Same procedures were followed to purify NOMPC with Strep-GFP tag retained except that Strep-Tactin sepharose (IBA Lifesciences) was used for affinity purification and the protein was eventually eluted by 2.5 mM desthiobiotin (Sigma) in WB.

Amphipol exchange and nanodisc reconstitution

The concentration of retrieved protein was determined by measuring absorbance at 280 nm. For amphipol exchange, the protein sample was mixed with amphipols A8-35 (1:3, w/w) with gentle agitation overnight. Subsequently, 1 mL sample was applied to a Superose-6 column (GE healthcare) equilibrated with column buffer (CB, 20 mM Bicine pH 8.5, 500 mM NaCl, 1 mM EDTA). Further concentration or freeze-thaw of peak collections from size exclusion chromatography causes protein aggregation. The peak fraction corresponding to tetrameric NOMPC at a concentration of ∼0.6 mg/ml was immediately examined by negative stain EM (after 10 fold dilution) and used for cryo-EM grid preparation.

For nanodisc reconstitution, lipid was prepared as described previously17 except that the lipid was rehydrated with water. The protein sample in DDM+CHS was mixed with MSP2N2 and soy PC (Avanti) at a molar ratio of NOMPC monomer:MSP2N2:soy PC=1:4:100. The mixture was incubated with constant rotation for four days. During the first three days, Bio-beads SM2 (Bio-Rad) were supplemented to the mixture once a day (3:100, v/v) to initiate the reconstitution by gradually removing detergents from the system. Afterward, the reconstituted sample was cleared by passing through a mini column, and then applied to a Superose-6 column equilibrated with CB. The peak fractions were collected, concentrated to ∼3 mg/ml using Amicon Ultra filter device (100-kDa MWCO, Millipore), examined by negative stain EM followed by immediate cryo-EM grid preparation.

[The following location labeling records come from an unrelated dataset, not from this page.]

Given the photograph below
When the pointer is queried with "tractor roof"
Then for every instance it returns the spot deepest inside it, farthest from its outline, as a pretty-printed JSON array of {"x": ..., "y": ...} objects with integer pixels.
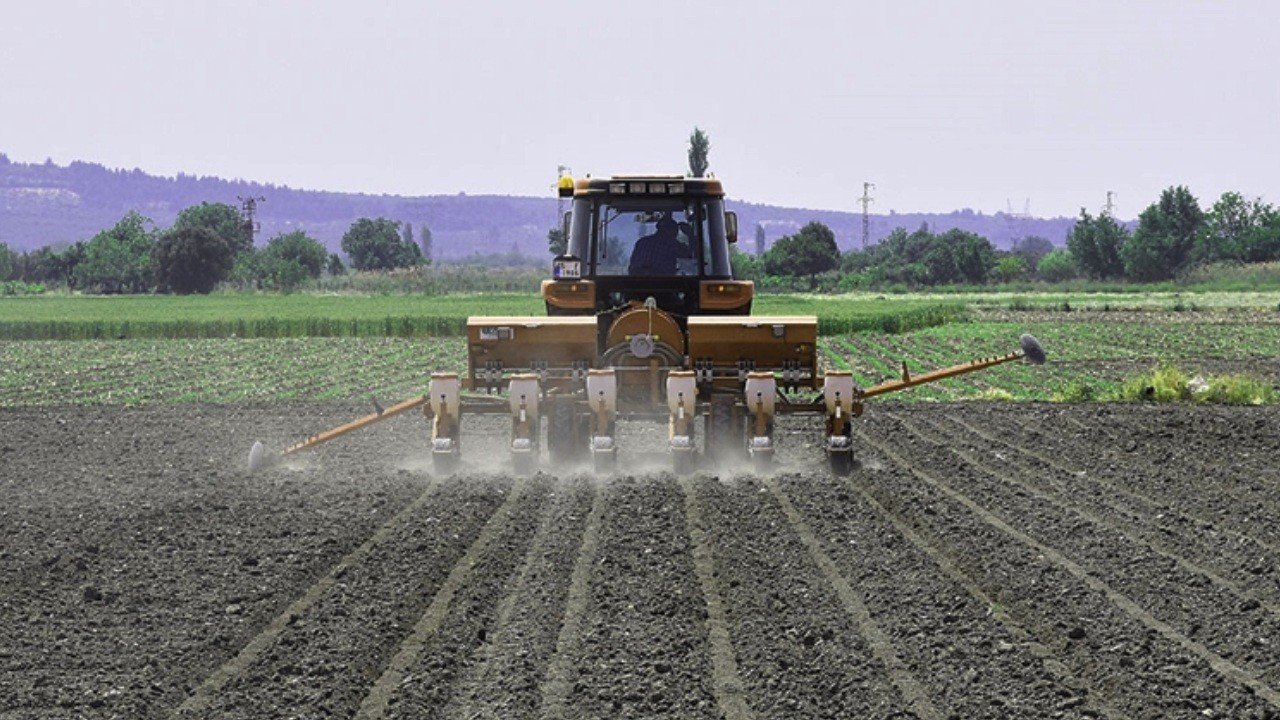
[{"x": 634, "y": 185}]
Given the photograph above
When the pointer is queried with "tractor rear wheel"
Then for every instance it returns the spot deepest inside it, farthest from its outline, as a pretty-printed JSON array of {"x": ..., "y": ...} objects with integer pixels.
[
  {"x": 726, "y": 433},
  {"x": 565, "y": 440}
]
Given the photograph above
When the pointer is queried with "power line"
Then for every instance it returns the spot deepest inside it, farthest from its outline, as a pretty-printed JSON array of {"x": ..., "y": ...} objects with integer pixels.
[
  {"x": 867, "y": 219},
  {"x": 248, "y": 208}
]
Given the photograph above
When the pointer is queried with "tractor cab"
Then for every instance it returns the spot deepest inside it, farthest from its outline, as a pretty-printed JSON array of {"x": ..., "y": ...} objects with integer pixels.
[{"x": 635, "y": 237}]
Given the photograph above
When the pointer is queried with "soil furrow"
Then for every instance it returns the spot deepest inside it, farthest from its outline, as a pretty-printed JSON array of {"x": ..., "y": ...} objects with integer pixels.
[
  {"x": 982, "y": 661},
  {"x": 726, "y": 679},
  {"x": 882, "y": 647},
  {"x": 200, "y": 700},
  {"x": 799, "y": 652},
  {"x": 1166, "y": 586},
  {"x": 375, "y": 703},
  {"x": 558, "y": 680},
  {"x": 329, "y": 655},
  {"x": 1246, "y": 505},
  {"x": 1226, "y": 559},
  {"x": 502, "y": 680},
  {"x": 1109, "y": 638},
  {"x": 644, "y": 650}
]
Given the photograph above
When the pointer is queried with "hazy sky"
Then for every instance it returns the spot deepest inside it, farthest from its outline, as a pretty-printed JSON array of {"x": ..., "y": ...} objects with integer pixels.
[{"x": 942, "y": 105}]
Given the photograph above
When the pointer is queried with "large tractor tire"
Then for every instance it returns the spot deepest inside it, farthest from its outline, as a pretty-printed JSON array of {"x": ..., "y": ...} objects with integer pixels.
[
  {"x": 566, "y": 440},
  {"x": 726, "y": 431}
]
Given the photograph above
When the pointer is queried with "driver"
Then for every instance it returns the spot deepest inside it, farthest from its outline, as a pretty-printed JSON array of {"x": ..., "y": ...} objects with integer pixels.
[{"x": 656, "y": 255}]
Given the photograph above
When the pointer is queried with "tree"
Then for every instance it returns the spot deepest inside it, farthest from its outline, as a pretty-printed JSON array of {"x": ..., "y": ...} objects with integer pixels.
[
  {"x": 744, "y": 267},
  {"x": 556, "y": 241},
  {"x": 1095, "y": 245},
  {"x": 7, "y": 261},
  {"x": 298, "y": 249},
  {"x": 191, "y": 259},
  {"x": 1032, "y": 249},
  {"x": 1056, "y": 267},
  {"x": 974, "y": 255},
  {"x": 809, "y": 253},
  {"x": 1010, "y": 268},
  {"x": 376, "y": 245},
  {"x": 1239, "y": 229},
  {"x": 220, "y": 219},
  {"x": 1166, "y": 233},
  {"x": 62, "y": 265},
  {"x": 288, "y": 260},
  {"x": 119, "y": 259},
  {"x": 699, "y": 146},
  {"x": 426, "y": 245}
]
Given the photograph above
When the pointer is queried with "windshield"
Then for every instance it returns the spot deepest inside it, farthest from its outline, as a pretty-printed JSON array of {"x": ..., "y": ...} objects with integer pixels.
[{"x": 649, "y": 237}]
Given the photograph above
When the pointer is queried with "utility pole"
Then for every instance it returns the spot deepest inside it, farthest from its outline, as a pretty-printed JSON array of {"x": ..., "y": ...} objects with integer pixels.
[
  {"x": 561, "y": 171},
  {"x": 867, "y": 219},
  {"x": 248, "y": 208}
]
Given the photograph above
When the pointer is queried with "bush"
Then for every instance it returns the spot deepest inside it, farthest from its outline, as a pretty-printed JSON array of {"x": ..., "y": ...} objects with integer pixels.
[
  {"x": 1077, "y": 391},
  {"x": 191, "y": 259},
  {"x": 1056, "y": 267},
  {"x": 1168, "y": 383}
]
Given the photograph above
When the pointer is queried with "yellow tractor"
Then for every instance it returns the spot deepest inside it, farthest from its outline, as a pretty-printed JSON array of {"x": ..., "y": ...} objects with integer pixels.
[{"x": 644, "y": 320}]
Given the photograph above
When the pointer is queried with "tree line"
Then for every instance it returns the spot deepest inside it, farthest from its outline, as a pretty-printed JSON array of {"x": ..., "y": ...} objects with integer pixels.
[
  {"x": 210, "y": 244},
  {"x": 1171, "y": 236}
]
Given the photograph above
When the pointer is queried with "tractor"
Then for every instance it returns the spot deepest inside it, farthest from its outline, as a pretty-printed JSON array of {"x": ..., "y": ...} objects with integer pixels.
[{"x": 645, "y": 322}]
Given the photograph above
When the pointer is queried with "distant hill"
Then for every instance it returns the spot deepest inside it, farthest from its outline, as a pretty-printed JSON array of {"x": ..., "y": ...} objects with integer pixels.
[{"x": 49, "y": 204}]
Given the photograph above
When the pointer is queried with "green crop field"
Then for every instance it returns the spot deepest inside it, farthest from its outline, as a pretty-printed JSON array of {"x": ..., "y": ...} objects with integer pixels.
[
  {"x": 248, "y": 315},
  {"x": 1096, "y": 350}
]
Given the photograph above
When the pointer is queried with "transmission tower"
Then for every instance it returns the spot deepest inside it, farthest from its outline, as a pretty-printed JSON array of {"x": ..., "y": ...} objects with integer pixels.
[
  {"x": 867, "y": 219},
  {"x": 248, "y": 208}
]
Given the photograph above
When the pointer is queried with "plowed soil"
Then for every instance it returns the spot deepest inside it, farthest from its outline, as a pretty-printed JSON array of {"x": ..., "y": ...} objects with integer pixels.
[{"x": 982, "y": 561}]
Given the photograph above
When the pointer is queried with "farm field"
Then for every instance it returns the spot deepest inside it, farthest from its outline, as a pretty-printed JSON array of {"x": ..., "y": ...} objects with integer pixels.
[
  {"x": 248, "y": 315},
  {"x": 1098, "y": 349},
  {"x": 986, "y": 560}
]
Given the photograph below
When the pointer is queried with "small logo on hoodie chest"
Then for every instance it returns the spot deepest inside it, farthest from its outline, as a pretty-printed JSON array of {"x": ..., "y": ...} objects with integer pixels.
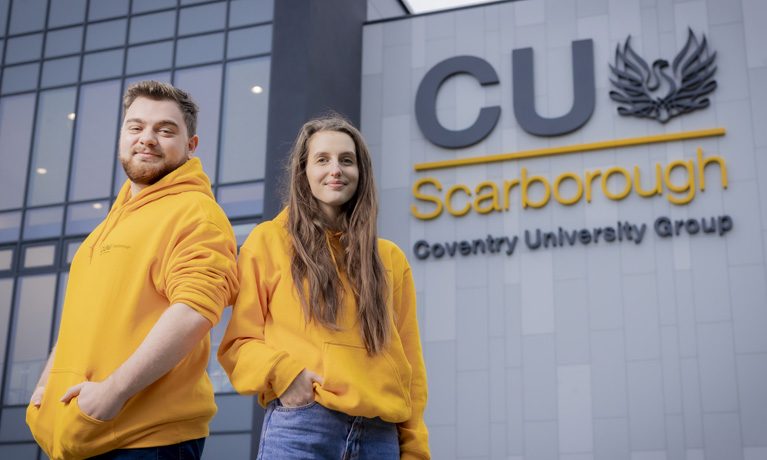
[{"x": 108, "y": 248}]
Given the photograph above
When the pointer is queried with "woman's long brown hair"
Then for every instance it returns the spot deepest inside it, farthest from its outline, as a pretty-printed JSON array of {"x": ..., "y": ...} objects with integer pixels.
[{"x": 315, "y": 265}]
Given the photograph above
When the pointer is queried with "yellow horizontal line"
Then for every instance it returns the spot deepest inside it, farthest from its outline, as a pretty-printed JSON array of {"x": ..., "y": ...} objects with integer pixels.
[{"x": 571, "y": 149}]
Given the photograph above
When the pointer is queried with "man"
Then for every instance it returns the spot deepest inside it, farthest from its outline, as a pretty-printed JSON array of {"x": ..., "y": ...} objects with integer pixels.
[{"x": 127, "y": 375}]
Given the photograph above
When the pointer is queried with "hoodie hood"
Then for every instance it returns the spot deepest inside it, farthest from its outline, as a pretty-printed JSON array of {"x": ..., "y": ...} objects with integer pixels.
[{"x": 188, "y": 177}]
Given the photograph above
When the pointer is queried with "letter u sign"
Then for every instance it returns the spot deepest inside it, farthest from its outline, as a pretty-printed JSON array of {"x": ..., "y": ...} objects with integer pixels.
[{"x": 584, "y": 97}]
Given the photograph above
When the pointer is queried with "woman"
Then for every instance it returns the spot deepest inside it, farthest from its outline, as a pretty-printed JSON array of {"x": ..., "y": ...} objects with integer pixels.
[{"x": 324, "y": 328}]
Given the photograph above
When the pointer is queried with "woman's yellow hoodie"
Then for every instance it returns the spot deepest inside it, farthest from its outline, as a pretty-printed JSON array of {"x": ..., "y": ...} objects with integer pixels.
[
  {"x": 170, "y": 243},
  {"x": 268, "y": 343}
]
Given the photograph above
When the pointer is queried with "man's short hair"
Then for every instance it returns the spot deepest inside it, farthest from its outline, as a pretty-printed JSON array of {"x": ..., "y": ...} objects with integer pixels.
[{"x": 157, "y": 91}]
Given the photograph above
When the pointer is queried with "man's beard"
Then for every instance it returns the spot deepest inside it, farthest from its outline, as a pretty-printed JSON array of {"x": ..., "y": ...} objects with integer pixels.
[{"x": 147, "y": 173}]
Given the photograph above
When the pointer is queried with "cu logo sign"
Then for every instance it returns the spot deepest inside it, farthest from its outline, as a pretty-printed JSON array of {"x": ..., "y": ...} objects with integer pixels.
[{"x": 584, "y": 91}]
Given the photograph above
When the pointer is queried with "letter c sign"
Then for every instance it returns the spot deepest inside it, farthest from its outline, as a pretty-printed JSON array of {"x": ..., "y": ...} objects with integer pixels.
[{"x": 426, "y": 99}]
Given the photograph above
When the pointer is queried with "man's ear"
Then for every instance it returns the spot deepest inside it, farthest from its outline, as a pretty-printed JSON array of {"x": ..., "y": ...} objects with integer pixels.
[{"x": 192, "y": 146}]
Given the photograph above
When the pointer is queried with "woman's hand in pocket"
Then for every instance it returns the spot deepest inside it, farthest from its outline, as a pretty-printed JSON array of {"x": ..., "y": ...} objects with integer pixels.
[
  {"x": 96, "y": 400},
  {"x": 301, "y": 390}
]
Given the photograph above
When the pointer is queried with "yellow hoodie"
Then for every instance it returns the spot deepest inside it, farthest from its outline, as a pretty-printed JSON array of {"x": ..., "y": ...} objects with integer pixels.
[
  {"x": 267, "y": 343},
  {"x": 170, "y": 243}
]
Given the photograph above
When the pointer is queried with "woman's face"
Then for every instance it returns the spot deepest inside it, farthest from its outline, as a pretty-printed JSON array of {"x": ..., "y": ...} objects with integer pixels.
[{"x": 331, "y": 169}]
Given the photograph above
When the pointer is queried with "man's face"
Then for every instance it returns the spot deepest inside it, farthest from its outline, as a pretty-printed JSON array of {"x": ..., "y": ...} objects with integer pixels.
[{"x": 153, "y": 141}]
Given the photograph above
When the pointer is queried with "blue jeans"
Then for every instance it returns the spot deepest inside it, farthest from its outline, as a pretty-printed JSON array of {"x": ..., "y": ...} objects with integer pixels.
[
  {"x": 313, "y": 432},
  {"x": 187, "y": 450}
]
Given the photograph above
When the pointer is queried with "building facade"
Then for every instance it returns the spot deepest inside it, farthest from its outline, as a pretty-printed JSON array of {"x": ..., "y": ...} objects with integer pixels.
[{"x": 592, "y": 282}]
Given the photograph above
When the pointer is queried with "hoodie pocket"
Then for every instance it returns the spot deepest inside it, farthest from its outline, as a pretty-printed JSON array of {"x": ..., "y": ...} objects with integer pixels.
[
  {"x": 359, "y": 384},
  {"x": 63, "y": 430}
]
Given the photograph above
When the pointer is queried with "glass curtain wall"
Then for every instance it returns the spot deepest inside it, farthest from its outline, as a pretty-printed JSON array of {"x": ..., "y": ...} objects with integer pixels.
[{"x": 63, "y": 67}]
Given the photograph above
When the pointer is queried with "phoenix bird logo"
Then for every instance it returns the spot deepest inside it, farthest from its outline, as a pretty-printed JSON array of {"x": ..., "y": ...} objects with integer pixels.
[{"x": 637, "y": 85}]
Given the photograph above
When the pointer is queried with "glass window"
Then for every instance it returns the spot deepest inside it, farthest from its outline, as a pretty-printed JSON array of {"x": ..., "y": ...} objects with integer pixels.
[
  {"x": 58, "y": 72},
  {"x": 106, "y": 64},
  {"x": 204, "y": 18},
  {"x": 50, "y": 153},
  {"x": 250, "y": 41},
  {"x": 83, "y": 218},
  {"x": 19, "y": 451},
  {"x": 200, "y": 50},
  {"x": 141, "y": 6},
  {"x": 227, "y": 446},
  {"x": 243, "y": 143},
  {"x": 16, "y": 116},
  {"x": 20, "y": 78},
  {"x": 241, "y": 200},
  {"x": 39, "y": 256},
  {"x": 152, "y": 27},
  {"x": 105, "y": 35},
  {"x": 43, "y": 223},
  {"x": 6, "y": 263},
  {"x": 110, "y": 9},
  {"x": 147, "y": 58},
  {"x": 31, "y": 332},
  {"x": 26, "y": 17},
  {"x": 64, "y": 41},
  {"x": 64, "y": 13},
  {"x": 26, "y": 48},
  {"x": 10, "y": 226},
  {"x": 6, "y": 295},
  {"x": 235, "y": 413},
  {"x": 198, "y": 82},
  {"x": 243, "y": 12},
  {"x": 95, "y": 141},
  {"x": 4, "y": 4}
]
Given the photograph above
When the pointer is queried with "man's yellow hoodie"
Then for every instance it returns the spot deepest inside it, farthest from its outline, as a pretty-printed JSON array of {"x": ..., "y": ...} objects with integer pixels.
[
  {"x": 268, "y": 343},
  {"x": 170, "y": 243}
]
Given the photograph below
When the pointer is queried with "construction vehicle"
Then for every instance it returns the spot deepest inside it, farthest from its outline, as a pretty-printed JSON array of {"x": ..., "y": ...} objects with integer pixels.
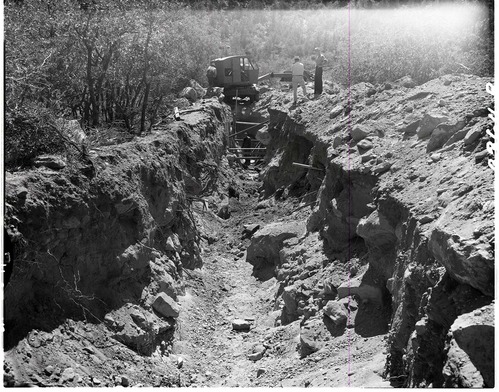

EM sample preparation and data acquisition

Electron microscopy data was acquired and processed as described previously, with some minor modifications16. First, samples were assessed by negative stain EM to determine suitability for cryoEM33. Briefly, 2.5 μL of sample at 20-50 μg/mL was applied to a glow discharged continuous carbon grid, which was then treated with 0.75% (w/v) uranyl formate. These grids were imaged on a Tecnai T12 microscope (FEI Company) operated at 120 kV and at a nominal magnification of 52,000× using an UltraScan 4000 camera (Gatan), corresponding to a pixel size of 2.02 Å on the specimen.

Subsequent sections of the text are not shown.